Heute zeigt Wladimir Schabalin bei der Erinnerung an die Ereignisse keine Erregung mehr. Nur seine Hände verraten ihn – er kann sie nicht ruhig halten, knetet in einem fort sein blaues Barett.
«Kann das eine verirrte Kugel gewesen sein? Nein. Er wusste doch, dass er nicht aufstehen durfte … Und überhaupt, dieses Gerede davon, hätte man dies, hätte man jenes. Natürlich hätte man das auch verhindern können.
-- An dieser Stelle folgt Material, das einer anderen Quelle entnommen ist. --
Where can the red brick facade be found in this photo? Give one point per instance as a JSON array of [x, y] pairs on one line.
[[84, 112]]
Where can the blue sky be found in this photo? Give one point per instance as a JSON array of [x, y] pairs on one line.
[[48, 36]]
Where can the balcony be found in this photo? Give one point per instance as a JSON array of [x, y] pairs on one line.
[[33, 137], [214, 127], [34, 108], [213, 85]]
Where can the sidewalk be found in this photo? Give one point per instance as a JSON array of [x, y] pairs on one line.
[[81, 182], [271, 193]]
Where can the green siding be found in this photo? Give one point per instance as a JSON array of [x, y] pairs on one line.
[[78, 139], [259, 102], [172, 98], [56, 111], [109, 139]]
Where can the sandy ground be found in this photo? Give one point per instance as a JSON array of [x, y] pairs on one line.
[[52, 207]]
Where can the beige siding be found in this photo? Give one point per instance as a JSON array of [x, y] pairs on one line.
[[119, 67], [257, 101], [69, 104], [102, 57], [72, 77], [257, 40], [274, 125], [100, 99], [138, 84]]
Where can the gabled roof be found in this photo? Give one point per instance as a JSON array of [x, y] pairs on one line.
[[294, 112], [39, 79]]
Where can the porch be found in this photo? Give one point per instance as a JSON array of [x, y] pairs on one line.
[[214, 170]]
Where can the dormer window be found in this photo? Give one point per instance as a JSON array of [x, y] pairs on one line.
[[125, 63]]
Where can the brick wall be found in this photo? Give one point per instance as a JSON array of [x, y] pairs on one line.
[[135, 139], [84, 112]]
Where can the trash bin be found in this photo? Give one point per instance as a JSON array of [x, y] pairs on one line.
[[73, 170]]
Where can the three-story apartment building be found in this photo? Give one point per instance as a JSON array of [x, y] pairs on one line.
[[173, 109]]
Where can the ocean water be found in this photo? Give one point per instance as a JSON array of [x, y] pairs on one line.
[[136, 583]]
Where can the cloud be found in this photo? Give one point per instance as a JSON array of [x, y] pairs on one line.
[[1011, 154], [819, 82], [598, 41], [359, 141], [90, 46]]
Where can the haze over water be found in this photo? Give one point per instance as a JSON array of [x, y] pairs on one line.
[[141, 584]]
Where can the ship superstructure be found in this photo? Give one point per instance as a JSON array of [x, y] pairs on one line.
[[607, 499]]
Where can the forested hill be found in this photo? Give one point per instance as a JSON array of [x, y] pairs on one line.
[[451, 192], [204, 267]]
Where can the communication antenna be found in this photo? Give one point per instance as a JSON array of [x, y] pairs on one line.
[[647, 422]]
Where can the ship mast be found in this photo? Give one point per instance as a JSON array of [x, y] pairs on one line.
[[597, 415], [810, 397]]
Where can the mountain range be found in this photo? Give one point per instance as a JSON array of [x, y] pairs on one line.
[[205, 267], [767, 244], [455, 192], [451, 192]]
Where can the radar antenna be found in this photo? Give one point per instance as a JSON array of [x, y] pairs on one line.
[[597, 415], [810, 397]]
Das heißt, er hätte mich nicht decken müssen. Das war doch eine spontane Entscheidung. Da muss man in ihn hineinsehen, nicht in mich. Muss ganz einfach seine Tat beurteilen. Er stand auf und hat mich gedeckt. Fertig. Hätte er mich nicht gedeckt, wäre die Gruppe nicht verloren gewesen, da war noch der stellvertretende Kommandeur, und die Soldaten wussten, was sie zu tun hatten. Es war nicht so, dass man den Kommandeur vergöttern würde, hüten wie einen Schatz, die einzige Rettung. Das Ganze war ordentlich organisiert. Der Soldat hat einfach getan, was er getan hat. Ein guter Mann, bestimmt. Überhaupt diese Jungs – niemand von denen hat gekniffen. Kuzin hat sich bis zuletzt gewehrt, hat alle Granaten geworfen – er hatte sieben Stück –, er hätte sich ja auch verstecken oder gar ergeben können. Mein Funker, der Doktor, der stellvertretende Kommandeur – alle haben sie gekämpft. Und Lajs auch …»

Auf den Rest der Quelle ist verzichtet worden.